Ces comportements traduisent une tension nouvelle dans les arbitrages du quotidien. Le consommateur devient stratège, compare davantage, calcule, délaisse parfois la qualité perçue au profit du strict nécessaire. Une réalité qui interroge sur les effets indirects de la loi : était-il prévu que les Français renoncent à des produits aussi basiques que du shampoing ou du dentifrice pour équilibrer leur budget ?
Le prix, critère roi dans les rayons hygiène
Cette mutation des pratiques d’achat repose sur une hiérarchie des priorités de plus en plus dictée par le facteur prix. Selon l’étude, 79 % des Français citent le prix comme leur principal critère de choix pour les produits d’hygiène, et 28 % le placent même en toute première position. La fidélité au produit ou la marque passe désormais après : 60 % des sondés évoquent l’habitude, 60 % les promotions, 58 % la marque, 56 % la composition du produit. L’impact environnemental n’est mentionné que par 41 %, et la fabrication locale par 35 %.
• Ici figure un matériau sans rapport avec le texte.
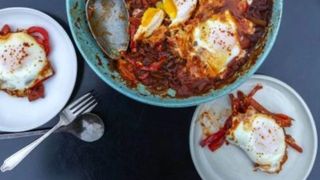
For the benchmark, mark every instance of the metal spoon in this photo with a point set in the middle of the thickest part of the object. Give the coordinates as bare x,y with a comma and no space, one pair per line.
87,127
108,21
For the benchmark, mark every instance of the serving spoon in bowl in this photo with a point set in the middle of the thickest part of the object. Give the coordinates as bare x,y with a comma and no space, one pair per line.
108,22
87,127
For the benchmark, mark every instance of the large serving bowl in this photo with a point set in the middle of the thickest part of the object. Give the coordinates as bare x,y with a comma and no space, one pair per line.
102,65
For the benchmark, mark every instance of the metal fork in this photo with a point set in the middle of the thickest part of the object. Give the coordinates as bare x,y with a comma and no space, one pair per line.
84,104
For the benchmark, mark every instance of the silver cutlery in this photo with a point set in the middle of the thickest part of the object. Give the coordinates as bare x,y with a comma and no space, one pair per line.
84,104
108,21
88,127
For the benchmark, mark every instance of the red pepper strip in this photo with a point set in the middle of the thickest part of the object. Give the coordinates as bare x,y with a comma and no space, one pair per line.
134,24
5,30
44,39
283,116
213,138
254,90
242,102
36,92
281,119
283,122
234,104
292,143
259,107
228,123
216,145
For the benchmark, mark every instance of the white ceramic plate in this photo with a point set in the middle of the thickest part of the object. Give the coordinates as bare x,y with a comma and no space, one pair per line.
229,162
18,114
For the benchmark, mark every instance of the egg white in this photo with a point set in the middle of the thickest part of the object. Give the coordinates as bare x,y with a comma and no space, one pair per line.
154,18
262,139
183,10
216,41
22,61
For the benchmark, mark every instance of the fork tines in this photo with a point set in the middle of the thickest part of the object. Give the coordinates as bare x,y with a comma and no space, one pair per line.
84,104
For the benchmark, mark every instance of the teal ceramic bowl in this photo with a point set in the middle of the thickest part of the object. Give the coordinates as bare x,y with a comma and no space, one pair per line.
99,62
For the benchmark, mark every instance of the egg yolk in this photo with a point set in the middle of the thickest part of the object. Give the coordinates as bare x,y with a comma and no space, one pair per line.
170,8
148,16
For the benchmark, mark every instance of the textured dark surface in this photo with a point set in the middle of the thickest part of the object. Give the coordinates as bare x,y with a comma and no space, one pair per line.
146,142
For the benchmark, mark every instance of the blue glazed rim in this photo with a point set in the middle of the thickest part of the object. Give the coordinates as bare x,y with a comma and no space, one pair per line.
115,83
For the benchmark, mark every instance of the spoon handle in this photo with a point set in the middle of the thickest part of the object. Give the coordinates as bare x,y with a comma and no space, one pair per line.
17,135
12,161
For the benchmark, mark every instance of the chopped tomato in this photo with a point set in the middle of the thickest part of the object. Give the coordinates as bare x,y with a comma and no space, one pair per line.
42,37
5,30
36,92
291,142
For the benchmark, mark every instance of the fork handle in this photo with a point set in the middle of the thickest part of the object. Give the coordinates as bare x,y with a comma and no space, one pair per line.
12,161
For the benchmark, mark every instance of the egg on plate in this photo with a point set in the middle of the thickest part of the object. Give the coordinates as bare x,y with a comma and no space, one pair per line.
257,131
23,64
261,138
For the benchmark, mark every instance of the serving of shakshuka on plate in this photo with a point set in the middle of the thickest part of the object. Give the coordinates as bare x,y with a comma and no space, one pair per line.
192,46
252,127
24,64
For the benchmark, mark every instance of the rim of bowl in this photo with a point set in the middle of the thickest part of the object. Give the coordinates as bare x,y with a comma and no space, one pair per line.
194,100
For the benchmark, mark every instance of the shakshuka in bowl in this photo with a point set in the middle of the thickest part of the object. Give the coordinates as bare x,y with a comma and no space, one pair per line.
183,52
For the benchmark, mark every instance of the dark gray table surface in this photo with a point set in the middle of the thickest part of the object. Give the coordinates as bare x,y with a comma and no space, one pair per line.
146,142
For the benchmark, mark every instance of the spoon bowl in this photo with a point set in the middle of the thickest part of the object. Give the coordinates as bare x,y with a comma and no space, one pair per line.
89,127
108,21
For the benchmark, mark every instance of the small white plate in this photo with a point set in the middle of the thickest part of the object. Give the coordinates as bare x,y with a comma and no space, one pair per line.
230,162
18,114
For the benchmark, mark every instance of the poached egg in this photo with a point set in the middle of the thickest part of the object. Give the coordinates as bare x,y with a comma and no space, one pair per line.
23,63
261,138
179,11
151,20
216,41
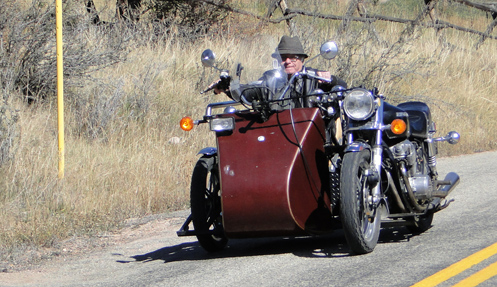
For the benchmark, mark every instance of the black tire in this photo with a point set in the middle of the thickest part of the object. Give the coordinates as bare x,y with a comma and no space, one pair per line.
205,203
361,230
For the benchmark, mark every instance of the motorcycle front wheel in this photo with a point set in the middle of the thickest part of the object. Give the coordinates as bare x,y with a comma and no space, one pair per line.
361,221
205,203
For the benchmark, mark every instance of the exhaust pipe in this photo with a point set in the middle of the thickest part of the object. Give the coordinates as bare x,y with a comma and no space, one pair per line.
447,185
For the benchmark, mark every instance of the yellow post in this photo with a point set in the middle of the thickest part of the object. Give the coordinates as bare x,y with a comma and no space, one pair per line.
60,85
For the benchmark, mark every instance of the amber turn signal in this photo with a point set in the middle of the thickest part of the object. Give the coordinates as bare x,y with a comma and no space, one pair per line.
186,124
398,126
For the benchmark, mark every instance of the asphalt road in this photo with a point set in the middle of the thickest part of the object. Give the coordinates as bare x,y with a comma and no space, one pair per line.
467,226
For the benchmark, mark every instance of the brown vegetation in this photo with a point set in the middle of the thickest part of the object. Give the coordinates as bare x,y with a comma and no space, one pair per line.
127,86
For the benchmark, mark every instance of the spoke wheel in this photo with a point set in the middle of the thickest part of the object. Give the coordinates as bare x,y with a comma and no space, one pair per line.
205,203
360,219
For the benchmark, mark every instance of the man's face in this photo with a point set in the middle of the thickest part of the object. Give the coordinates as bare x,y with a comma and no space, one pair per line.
292,63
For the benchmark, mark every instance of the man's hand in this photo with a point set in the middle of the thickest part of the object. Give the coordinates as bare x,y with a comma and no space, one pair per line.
324,74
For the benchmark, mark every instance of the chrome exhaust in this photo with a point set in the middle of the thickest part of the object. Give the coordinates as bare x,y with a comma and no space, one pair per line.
447,185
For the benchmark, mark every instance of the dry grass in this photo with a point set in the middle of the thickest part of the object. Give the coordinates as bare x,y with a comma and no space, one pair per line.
130,168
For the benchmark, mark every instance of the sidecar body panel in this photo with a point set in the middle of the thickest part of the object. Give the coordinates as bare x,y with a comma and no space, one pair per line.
269,186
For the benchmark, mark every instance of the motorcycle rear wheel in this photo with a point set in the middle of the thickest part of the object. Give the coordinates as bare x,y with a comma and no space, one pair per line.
205,203
361,229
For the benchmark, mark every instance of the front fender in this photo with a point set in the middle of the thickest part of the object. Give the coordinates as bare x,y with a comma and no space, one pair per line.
208,151
357,146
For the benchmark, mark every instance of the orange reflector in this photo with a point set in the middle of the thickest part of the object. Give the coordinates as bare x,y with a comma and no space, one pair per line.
186,124
398,126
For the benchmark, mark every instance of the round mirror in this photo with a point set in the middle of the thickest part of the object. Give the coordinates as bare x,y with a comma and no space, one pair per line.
329,50
208,58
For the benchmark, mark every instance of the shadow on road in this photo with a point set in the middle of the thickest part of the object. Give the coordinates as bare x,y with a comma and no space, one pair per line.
329,246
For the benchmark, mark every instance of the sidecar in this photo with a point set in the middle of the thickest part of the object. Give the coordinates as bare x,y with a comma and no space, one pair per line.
265,178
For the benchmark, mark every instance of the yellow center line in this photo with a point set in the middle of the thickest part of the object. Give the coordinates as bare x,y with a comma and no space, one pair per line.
460,266
479,277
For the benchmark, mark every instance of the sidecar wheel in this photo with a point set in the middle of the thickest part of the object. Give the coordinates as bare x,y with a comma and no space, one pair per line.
361,222
205,203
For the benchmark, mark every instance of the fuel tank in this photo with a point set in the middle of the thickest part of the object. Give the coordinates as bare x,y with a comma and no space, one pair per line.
269,185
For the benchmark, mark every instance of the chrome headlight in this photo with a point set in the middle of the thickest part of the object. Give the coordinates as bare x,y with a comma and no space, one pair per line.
222,124
358,104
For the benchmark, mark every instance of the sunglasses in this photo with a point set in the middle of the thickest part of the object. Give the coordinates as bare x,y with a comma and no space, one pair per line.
293,58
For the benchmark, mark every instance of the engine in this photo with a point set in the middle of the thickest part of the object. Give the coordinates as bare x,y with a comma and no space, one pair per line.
417,167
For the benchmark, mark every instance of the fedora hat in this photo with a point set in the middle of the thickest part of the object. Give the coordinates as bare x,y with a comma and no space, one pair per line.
289,45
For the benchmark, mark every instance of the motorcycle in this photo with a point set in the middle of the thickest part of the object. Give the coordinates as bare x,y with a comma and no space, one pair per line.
293,159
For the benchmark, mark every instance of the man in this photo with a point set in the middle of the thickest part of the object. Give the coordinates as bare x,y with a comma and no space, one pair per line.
291,55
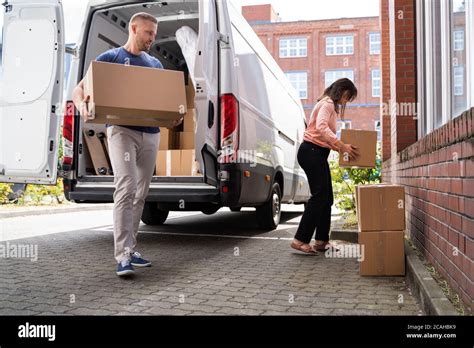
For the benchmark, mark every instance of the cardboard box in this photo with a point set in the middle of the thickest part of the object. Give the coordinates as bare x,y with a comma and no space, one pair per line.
176,163
187,140
383,253
366,141
168,139
380,207
189,123
134,95
188,163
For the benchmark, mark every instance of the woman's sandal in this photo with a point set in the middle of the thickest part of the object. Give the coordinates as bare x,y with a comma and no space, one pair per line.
324,247
303,247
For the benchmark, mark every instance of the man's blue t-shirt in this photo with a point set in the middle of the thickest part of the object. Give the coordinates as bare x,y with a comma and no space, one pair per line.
121,56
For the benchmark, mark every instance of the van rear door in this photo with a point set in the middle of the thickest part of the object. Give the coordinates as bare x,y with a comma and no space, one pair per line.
207,79
32,85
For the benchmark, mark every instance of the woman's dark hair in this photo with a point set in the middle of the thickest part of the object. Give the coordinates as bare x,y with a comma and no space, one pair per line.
336,92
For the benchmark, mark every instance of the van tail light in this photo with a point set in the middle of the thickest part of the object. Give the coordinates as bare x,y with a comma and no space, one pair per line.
229,128
68,133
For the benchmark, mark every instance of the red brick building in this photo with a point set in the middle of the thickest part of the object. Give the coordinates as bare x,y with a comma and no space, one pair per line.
428,145
316,53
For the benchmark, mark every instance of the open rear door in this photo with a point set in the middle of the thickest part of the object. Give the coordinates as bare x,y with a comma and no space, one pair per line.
32,85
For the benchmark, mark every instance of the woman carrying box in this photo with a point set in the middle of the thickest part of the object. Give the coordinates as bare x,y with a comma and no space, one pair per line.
319,140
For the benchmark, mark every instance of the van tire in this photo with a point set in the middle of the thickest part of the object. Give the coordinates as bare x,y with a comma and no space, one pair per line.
268,214
152,215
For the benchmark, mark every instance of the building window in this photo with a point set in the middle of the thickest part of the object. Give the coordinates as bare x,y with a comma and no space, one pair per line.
299,80
458,40
331,76
339,45
458,81
444,82
293,47
378,129
376,83
459,57
374,39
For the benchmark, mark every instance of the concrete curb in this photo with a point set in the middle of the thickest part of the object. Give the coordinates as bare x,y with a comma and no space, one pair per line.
430,296
54,210
424,287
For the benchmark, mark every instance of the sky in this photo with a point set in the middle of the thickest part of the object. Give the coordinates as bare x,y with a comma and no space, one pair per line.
289,10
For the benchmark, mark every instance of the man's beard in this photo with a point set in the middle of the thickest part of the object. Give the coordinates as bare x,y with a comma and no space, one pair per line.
143,46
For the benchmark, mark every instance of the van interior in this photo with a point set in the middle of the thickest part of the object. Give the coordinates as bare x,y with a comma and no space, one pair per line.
109,29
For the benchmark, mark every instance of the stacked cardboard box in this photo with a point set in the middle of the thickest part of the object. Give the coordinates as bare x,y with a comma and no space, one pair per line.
381,216
177,156
366,142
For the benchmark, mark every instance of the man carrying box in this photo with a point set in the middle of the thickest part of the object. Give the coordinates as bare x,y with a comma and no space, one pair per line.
132,149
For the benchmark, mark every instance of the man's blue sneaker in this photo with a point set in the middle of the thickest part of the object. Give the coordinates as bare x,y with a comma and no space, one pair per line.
138,261
125,268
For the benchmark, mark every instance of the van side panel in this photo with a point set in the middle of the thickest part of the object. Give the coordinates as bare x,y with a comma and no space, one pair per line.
270,115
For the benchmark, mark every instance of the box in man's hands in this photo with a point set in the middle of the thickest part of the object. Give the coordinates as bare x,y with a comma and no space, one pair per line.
133,95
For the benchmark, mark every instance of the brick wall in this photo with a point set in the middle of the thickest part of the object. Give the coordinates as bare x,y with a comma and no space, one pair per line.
438,175
365,110
385,67
437,170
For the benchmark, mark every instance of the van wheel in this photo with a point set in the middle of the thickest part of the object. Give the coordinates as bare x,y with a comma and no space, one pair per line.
210,210
268,214
152,215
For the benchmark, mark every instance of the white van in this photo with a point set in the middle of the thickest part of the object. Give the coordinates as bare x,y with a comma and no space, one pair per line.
244,105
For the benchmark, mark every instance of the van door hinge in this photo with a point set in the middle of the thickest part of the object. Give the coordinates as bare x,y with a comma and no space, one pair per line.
8,7
224,38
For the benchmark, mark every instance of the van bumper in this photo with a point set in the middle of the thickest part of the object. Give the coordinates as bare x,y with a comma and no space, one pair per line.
161,193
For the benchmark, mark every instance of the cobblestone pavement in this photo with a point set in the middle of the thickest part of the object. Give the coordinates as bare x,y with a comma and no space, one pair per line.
202,265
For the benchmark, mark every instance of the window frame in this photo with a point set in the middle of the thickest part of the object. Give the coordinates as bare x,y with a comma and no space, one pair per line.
380,82
335,71
371,51
288,49
297,89
344,45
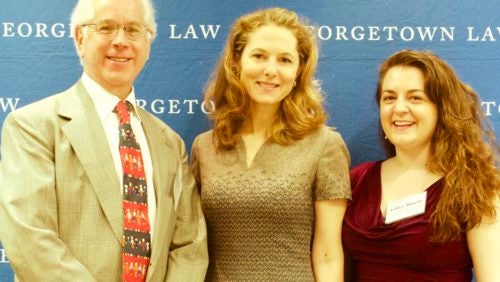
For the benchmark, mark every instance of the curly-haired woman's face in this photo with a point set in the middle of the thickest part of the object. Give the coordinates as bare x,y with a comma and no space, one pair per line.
407,115
269,65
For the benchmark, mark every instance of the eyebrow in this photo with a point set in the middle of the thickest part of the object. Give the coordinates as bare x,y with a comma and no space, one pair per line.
265,51
409,91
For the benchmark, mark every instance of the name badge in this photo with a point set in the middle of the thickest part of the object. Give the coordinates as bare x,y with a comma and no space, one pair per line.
407,207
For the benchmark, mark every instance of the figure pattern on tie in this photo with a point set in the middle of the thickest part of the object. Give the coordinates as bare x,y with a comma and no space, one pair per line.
136,236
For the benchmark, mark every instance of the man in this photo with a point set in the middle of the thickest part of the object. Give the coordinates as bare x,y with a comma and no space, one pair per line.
94,191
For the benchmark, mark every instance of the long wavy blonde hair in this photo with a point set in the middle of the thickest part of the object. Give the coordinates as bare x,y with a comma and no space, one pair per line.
463,147
300,113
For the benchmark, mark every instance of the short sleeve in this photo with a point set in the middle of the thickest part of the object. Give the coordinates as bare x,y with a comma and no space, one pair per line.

Ce glissement illustre une forme de résignation : l’écoresponsabilité et les préférences individuelles s’effacent lorsque le panier moyen devient un champ de bataille budgétaire. Le consommateur français, soucieux de sa santé et de l’environnement, sacrifie certaines exigences pour faire face à une politique tarifaire imposée par la loi.
Moins de 30 euros par mois : un budget serré pour l’hygiène
L’étude met également en lumière un élément clé : le montant mensuel que les ménages consacrent à ces achats. Près de 7 Français sur 10 (68 %) déclarent dépenser moins de 30 euros par mois pour les produits d'hygiène. Ce pourcentage grimpe à 75 % chez les inactifs. En revanche, les Franciliens et les catégories socioprofessionnelles supérieures (CSP+) affichent des budgets plus confortables, révélant une fracture supplémentaire dans l’accès à une hygiène de qualité.
Des enseignes qui contournent subtilement la loi Descrozaille
Si la loi Descrozaille vise à instaurer plus d’équité entre industriels et distributeurs, ces derniers ont rapidement trouvé des moyens de la contourner sans violer la législation. Des pratiques comme le cagnottage, les réductions différées via cartes de fidélité, ou encore la constitution de « lots virtuels » permettent de proposer des remises effectives bien supérieures à 34 %, en jouant sur le nombre d’unités ou sur les modalités de remboursement.
Ces techniques entretiennent un flou juridique que certains acteurs de la grande distribution exploitent habilement. Et elles illustrent les limites d’un encadrement légal qui, loin de pacifier le marché, accentue parfois la créativité commerciale… au détriment de la lisibilité pour le consommateur.
Une loi qui divise jusque dans l’hémicycle
À l’Assemblée nationale, la loi Descrozaille continue de faire débat. Certains députés dénoncent une mesure inadaptée, appliquée à des produits qui ne relèvent ni de la sécurité alimentaire, ni d’une urgence sanitaire, ni d’un impératif de souveraineté. Une proposition de loi a été déposée pour tenter de revenir sur cette réglementation dans le secteur DPH, avec pour objectif de « redonner du pouvoir d’achat sur des produits essentiels à la dignité quotidienne ».